Frankly when printing 6MP pics at a large
size, the resolution is so poor that any old absorbant plain paper seems
adequate, it's just as well if it bleeds & blurs the pixelization a bit.
I tried some really cheap 'contruction paper' & it looked good. I'd have
to do a stitched panorama to get enough pixels to do serious photo
prints at 13x20. I wonder about an acid free water color paper that
would give this bleeded softening effect for large 6MP prints.
"Sampler Packs" are handy. Unfortunately not easily available for all
paper ranges.
A 12mp plus dslr would be nice - but not at current prices. Not even a
Canon 5d at US$3200 is of interest to me because of the price. The best
news I've seen recently is the Sony DSC-R1. If Sony can churn out such
cameras of 10+ MP with good quality optics and a decent sized sensor
for less than US$1,000, then there is hope for an affordable high MP
dslr in the not too distant future.
 
Paul said:
Thanks!




So, does it poke the paper out for you to cut manually, then pull it
back in? There is no built in paper cutter? I probably will at least try
this for architectural prints at 13" wide plain paper line drawings.
Sounds like it may be easier to buy roll paper, pre-cut it myself &
define custom paper sizes.

My 6MP DSLR photos are 3008x2000 pixels, at 150dpi that's 13x20" so the
13x19 cut sheets are not really appropriate. I know 150dpi is coarse but
it's impressive at a large size and you tend not to look so close. I've
tiled letter size prints to 30x40 & it's sometimes worth doing.
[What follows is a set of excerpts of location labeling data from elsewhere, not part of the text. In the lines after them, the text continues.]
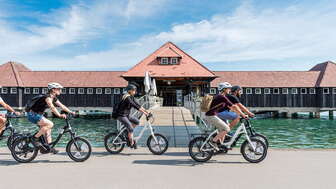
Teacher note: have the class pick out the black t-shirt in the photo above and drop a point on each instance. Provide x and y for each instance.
(126, 105)
(41, 105)
(233, 99)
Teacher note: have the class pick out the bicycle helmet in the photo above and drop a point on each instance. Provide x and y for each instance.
(224, 85)
(54, 86)
(236, 88)
(131, 87)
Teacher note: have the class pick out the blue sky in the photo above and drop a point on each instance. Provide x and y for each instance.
(117, 34)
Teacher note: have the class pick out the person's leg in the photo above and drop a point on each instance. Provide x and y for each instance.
(2, 123)
(222, 127)
(126, 122)
(45, 129)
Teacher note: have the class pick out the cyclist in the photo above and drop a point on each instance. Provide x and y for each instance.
(124, 109)
(225, 113)
(219, 102)
(2, 117)
(37, 109)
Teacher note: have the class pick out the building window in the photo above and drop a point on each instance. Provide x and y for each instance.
(27, 91)
(81, 91)
(276, 91)
(284, 91)
(36, 91)
(13, 90)
(213, 91)
(174, 61)
(63, 91)
(90, 91)
(44, 91)
(99, 91)
(312, 91)
(164, 61)
(116, 91)
(303, 91)
(108, 91)
(72, 91)
(248, 91)
(325, 90)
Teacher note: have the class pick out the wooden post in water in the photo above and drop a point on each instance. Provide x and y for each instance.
(331, 114)
(311, 114)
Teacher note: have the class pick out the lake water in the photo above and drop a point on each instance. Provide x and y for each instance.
(282, 133)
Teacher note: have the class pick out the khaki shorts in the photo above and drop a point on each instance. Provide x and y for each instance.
(218, 123)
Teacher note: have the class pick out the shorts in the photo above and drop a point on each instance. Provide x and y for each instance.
(34, 117)
(128, 122)
(227, 115)
(219, 124)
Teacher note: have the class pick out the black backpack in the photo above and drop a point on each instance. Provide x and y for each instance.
(32, 102)
(115, 111)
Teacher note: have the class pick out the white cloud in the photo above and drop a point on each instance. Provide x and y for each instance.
(296, 32)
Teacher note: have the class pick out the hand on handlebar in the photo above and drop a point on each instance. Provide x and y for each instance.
(63, 116)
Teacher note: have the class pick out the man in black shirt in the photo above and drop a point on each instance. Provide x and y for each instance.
(124, 109)
(226, 114)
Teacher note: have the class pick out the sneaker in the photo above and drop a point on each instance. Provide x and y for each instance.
(135, 146)
(53, 151)
(36, 142)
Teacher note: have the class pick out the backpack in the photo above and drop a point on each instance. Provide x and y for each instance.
(115, 111)
(206, 103)
(32, 102)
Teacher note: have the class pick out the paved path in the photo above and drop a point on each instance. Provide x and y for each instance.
(283, 169)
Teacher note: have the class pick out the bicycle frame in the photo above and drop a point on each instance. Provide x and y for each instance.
(240, 131)
(148, 126)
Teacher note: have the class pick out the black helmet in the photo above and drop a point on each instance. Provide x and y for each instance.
(131, 87)
(236, 88)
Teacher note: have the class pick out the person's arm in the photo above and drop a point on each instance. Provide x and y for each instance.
(54, 109)
(63, 107)
(244, 109)
(236, 109)
(137, 106)
(8, 107)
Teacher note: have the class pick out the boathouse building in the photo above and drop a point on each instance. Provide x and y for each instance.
(177, 74)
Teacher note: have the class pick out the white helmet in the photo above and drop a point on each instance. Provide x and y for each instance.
(224, 85)
(54, 86)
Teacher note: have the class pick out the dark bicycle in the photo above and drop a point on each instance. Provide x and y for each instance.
(9, 128)
(78, 148)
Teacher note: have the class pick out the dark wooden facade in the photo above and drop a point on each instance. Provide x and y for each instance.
(320, 99)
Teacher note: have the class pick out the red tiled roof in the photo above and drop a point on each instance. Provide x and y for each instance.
(327, 76)
(268, 78)
(9, 74)
(188, 67)
(73, 78)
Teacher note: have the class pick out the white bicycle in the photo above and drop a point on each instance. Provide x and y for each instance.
(157, 143)
(253, 149)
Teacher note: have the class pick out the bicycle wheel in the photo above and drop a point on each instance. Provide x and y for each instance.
(79, 149)
(114, 144)
(11, 139)
(254, 156)
(198, 154)
(262, 138)
(23, 150)
(158, 147)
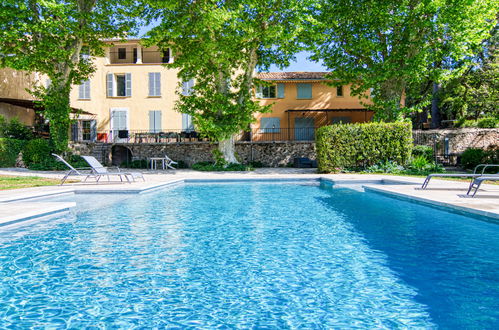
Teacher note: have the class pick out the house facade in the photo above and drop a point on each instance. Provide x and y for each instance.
(302, 102)
(131, 98)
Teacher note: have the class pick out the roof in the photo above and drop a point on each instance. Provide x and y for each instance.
(31, 104)
(291, 75)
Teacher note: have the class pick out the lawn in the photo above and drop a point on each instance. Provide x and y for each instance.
(17, 182)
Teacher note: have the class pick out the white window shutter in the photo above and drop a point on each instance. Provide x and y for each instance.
(110, 84)
(128, 84)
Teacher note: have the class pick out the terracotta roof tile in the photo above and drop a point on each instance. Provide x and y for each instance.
(291, 75)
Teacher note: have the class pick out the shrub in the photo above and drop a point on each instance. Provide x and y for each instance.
(210, 166)
(425, 151)
(489, 122)
(471, 157)
(14, 129)
(9, 150)
(362, 145)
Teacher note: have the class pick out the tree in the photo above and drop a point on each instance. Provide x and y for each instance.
(387, 45)
(52, 37)
(219, 44)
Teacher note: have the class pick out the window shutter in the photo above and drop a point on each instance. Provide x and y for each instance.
(280, 91)
(128, 84)
(259, 93)
(158, 84)
(151, 84)
(93, 130)
(304, 91)
(110, 85)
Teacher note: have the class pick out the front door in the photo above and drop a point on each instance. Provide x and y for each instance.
(119, 125)
(304, 129)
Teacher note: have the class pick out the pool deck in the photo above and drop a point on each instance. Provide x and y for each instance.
(21, 204)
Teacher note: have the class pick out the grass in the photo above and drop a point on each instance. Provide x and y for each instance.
(17, 182)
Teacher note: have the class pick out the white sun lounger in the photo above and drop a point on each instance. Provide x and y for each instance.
(100, 170)
(76, 171)
(475, 174)
(477, 182)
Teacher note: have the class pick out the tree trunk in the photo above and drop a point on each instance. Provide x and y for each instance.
(228, 149)
(435, 111)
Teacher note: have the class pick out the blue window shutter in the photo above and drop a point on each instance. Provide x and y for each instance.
(93, 130)
(110, 84)
(128, 84)
(259, 93)
(158, 84)
(280, 91)
(151, 85)
(303, 91)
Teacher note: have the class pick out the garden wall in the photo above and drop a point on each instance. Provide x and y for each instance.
(270, 154)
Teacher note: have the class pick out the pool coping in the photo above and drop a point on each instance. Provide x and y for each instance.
(27, 198)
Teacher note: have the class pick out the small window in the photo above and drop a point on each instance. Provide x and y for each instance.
(303, 91)
(166, 56)
(270, 125)
(154, 84)
(339, 91)
(84, 90)
(121, 53)
(266, 92)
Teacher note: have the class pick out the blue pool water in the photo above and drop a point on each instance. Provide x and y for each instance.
(251, 255)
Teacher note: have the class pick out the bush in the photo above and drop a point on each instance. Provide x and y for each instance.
(471, 157)
(362, 145)
(9, 150)
(425, 151)
(14, 129)
(487, 122)
(210, 166)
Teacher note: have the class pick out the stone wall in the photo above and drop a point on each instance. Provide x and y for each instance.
(281, 153)
(271, 154)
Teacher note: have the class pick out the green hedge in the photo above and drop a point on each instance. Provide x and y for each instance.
(361, 145)
(9, 150)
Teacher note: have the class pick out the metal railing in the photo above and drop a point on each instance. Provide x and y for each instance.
(177, 136)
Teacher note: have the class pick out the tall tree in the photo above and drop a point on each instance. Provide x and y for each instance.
(219, 44)
(384, 46)
(48, 37)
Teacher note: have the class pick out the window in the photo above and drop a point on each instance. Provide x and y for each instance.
(187, 124)
(341, 120)
(84, 90)
(154, 84)
(166, 56)
(339, 91)
(155, 121)
(88, 130)
(266, 92)
(119, 84)
(121, 53)
(187, 87)
(270, 125)
(303, 91)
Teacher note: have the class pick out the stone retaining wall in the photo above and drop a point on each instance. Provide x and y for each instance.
(270, 154)
(280, 153)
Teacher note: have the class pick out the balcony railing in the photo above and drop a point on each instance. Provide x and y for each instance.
(177, 136)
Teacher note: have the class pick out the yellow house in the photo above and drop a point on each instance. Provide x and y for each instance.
(131, 97)
(301, 102)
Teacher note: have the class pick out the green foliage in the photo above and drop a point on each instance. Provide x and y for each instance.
(210, 166)
(219, 44)
(51, 37)
(9, 150)
(14, 129)
(425, 151)
(362, 145)
(389, 45)
(472, 157)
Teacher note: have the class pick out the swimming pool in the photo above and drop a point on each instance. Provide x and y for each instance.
(284, 255)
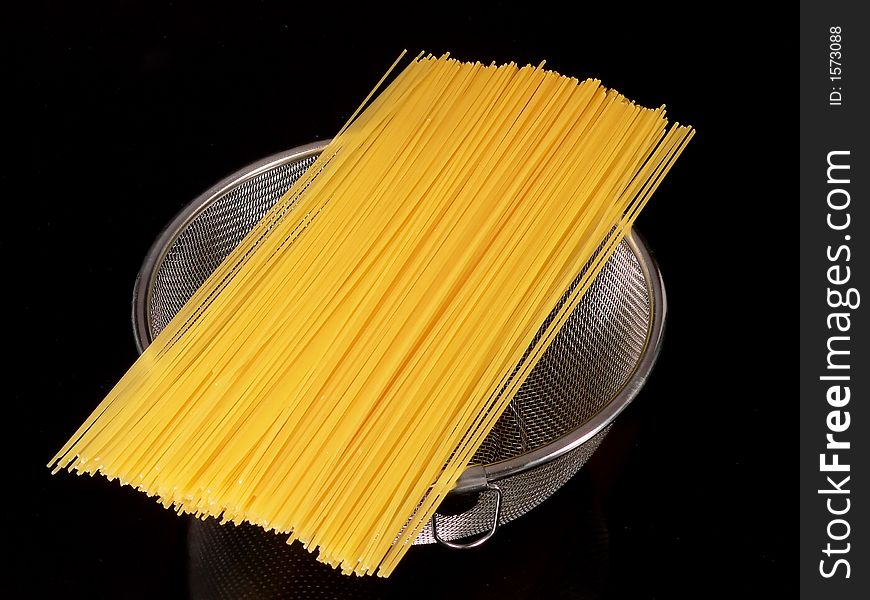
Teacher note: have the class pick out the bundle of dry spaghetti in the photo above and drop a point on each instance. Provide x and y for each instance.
(337, 372)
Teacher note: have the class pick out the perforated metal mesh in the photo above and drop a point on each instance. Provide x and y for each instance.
(589, 362)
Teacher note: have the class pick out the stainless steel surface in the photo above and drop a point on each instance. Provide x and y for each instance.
(594, 367)
(495, 520)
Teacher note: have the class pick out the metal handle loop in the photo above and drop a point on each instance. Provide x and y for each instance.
(477, 542)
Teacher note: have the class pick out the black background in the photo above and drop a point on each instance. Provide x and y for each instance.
(123, 112)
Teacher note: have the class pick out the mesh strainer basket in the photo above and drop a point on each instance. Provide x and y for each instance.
(595, 366)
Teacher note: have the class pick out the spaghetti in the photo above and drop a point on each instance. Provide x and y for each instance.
(337, 372)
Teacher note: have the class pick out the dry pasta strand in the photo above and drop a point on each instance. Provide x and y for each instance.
(337, 372)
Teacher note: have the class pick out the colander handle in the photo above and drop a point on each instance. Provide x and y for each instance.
(476, 542)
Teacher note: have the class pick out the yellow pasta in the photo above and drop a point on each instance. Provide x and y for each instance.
(337, 372)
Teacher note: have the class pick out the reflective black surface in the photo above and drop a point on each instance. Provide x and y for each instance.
(124, 112)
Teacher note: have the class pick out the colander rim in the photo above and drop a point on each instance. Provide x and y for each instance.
(475, 478)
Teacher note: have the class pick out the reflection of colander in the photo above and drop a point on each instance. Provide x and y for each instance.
(595, 366)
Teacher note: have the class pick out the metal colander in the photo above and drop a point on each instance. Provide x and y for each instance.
(595, 366)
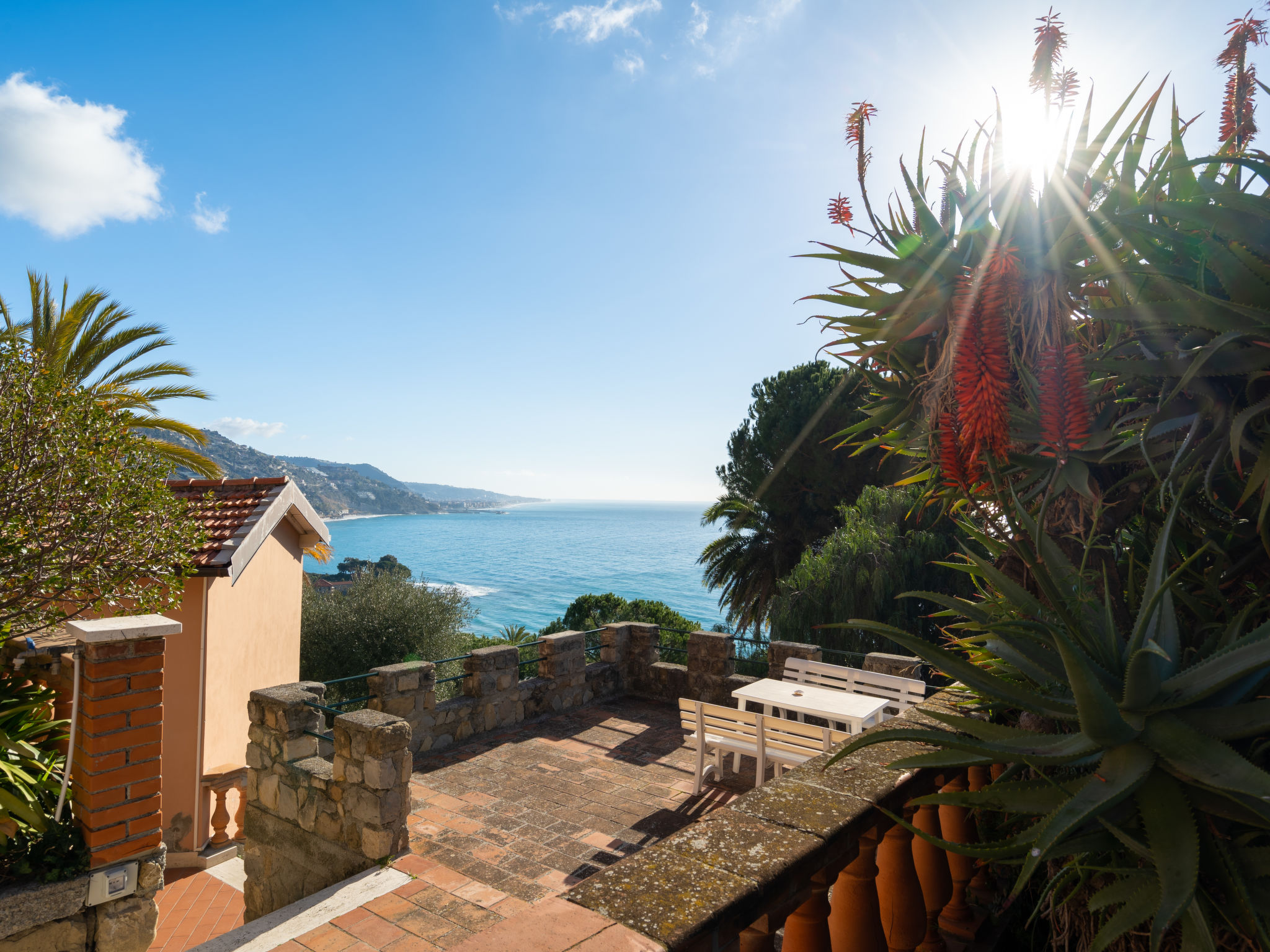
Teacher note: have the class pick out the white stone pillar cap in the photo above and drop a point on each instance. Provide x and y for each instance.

It doesn't work out like that with digital camera acquired images.
Obviously you haven't printed off any yet. I regularly print A3+
prints and the largest that has come off my digital camera 6MP is 40x60
inches with out problems.
 
My 6MP DSLR photos are 3008x2000 pixels, at 150dpi that's 13x20" so the
13x19 cut sheets are not really appropriate. I know 150dpi is coarse
but it's impressive at a large size and you tend not to look so close.
I've tiled letter size prints to 30x40 & it's sometimes worth doing.

Using QImage (http://www.ddisoftware.com) you could print them to the same
size but they would be less pixelated and could be viewed from shorter
range.

Jon.
 
Jon said:
Using QImage (http://www.ddisoftware.com) you could print them to the same
size but they would be less pixelated and could be viewed from shorter
range.


Thanks, I've heard nothing but good stuff about QImage. Ha ha, does that
mean I don't need to study about ICC as much? I see they have a 30 day
trial, $50 to purchase.
 
On Thu, 15 Sep 2005 03:37 +0100 (BST), in comp.periphs.printers
Apart from learning how to apply profiles, you really don't need to know
that much about them. Applying profiles in QI is very easy.


There's a 'Lite' version, that will probably do everything you need, for
$35. See: http://www.ddisoftware.com/q-v-lite/ for the differences.

Just be aware the lite version doesn't do soft proofing.
 
If you wish to make or alter profiles have a look at Eddie Matejowsky's
site, sorry I no longer have an address but his Labwarp is a good start.
 
Jon O'Brien wrote:

...does that mean I don't need to study about ICC as much?

Apart from learning how to apply profiles, you really don't need to know
that much about them. Applying profiles in QI is very easy.
I see they have a 30 day trial, $50 to purchase.

There's a 'Lite' version, that will probably do everything you need,
or >$35. See: http://www.ddisoftware.com/q-v-lite/ for the differences.

Jon.

You can comment as much you like to my messages but don't change what I
said without noting that they're your edits.